Applicant's summary and conclusion

Conclusions:

Results of this study indicate that exposure of Sprague-Dawley rats to 0, 600, 1800 or 5000 ppm of tetrahydrofuran did not result in selective toxicity to the offspring. The only overt sign of maternal toxicity observed was a significant reduction in body weight for the 5000 pm group, which was due to a reduced rate of gain from 6 to 11 DG. No treatment-correlated reductions in virgin females were observed. The only observed fetal effect was a significant reduction in fetal body weight for the 5000 ppm group. There were no treatment-related increases in the incidence of intrauterine mortality, or in the frequency of fetal malformations or variations.
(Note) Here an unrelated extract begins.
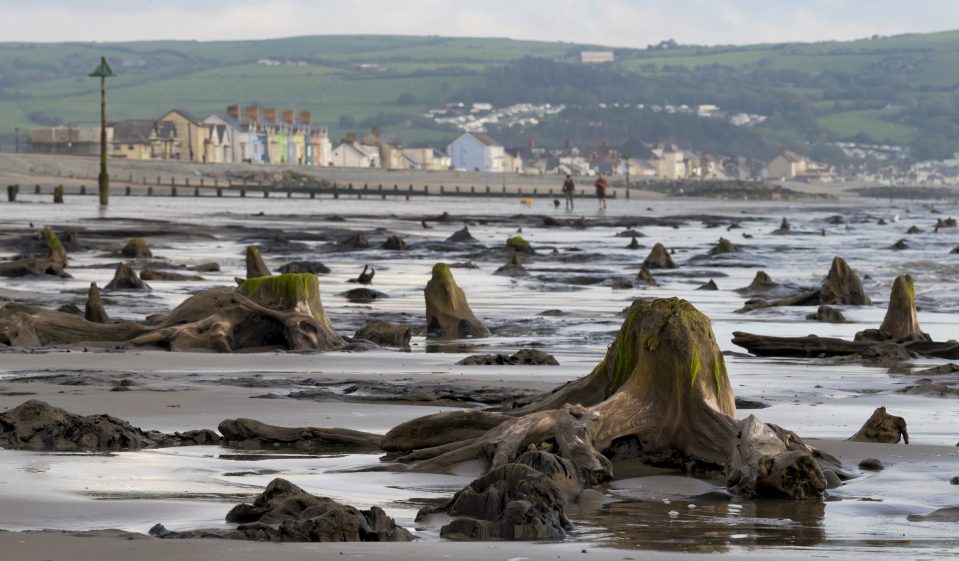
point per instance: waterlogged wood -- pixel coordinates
(53, 263)
(661, 395)
(283, 311)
The no-observed-adverse-effect level (NOAEL) for maternal and developmental toxicity in the rat was 1800 ppm.

Executive summary:

Pregnant and virgin female Sprague-Dawley rats were exposed to 0, 600, 1800 or 5000 ppm of tetrahydrofuran vapors whole-body for 6 hours/day, 7 days/week on days of gestation (DG) 6 to 19. Pregnant rats at the 5000 ppm exposure concentration displayed decreased body weights, however, virgin female rats were not similarly affected indicating that pregnancy was a factor in the toxicological response. Mean gravid uterine weights and extra-gestational weight gains were reduced at the 5000 ppm exposure concentration relative to the control, but the differences were not significant. There were no effects on the percentage of live rat fetuses/litter or on fetal sex ratios. Fetal body weights were reduced at the highest exposure concentration. No statistically significant increases in fetal malformations were observed, but several malformations were observed at low incidences (< 0.4% in all cases) that were not present in either the concurrent control or contemporary (historical) control animals. These included anal atresia, cleft palate, vestigal tail, and vertebral agenesis. The NOAEL for both maternal and developmental toxicity in the rat was 1800 ppm.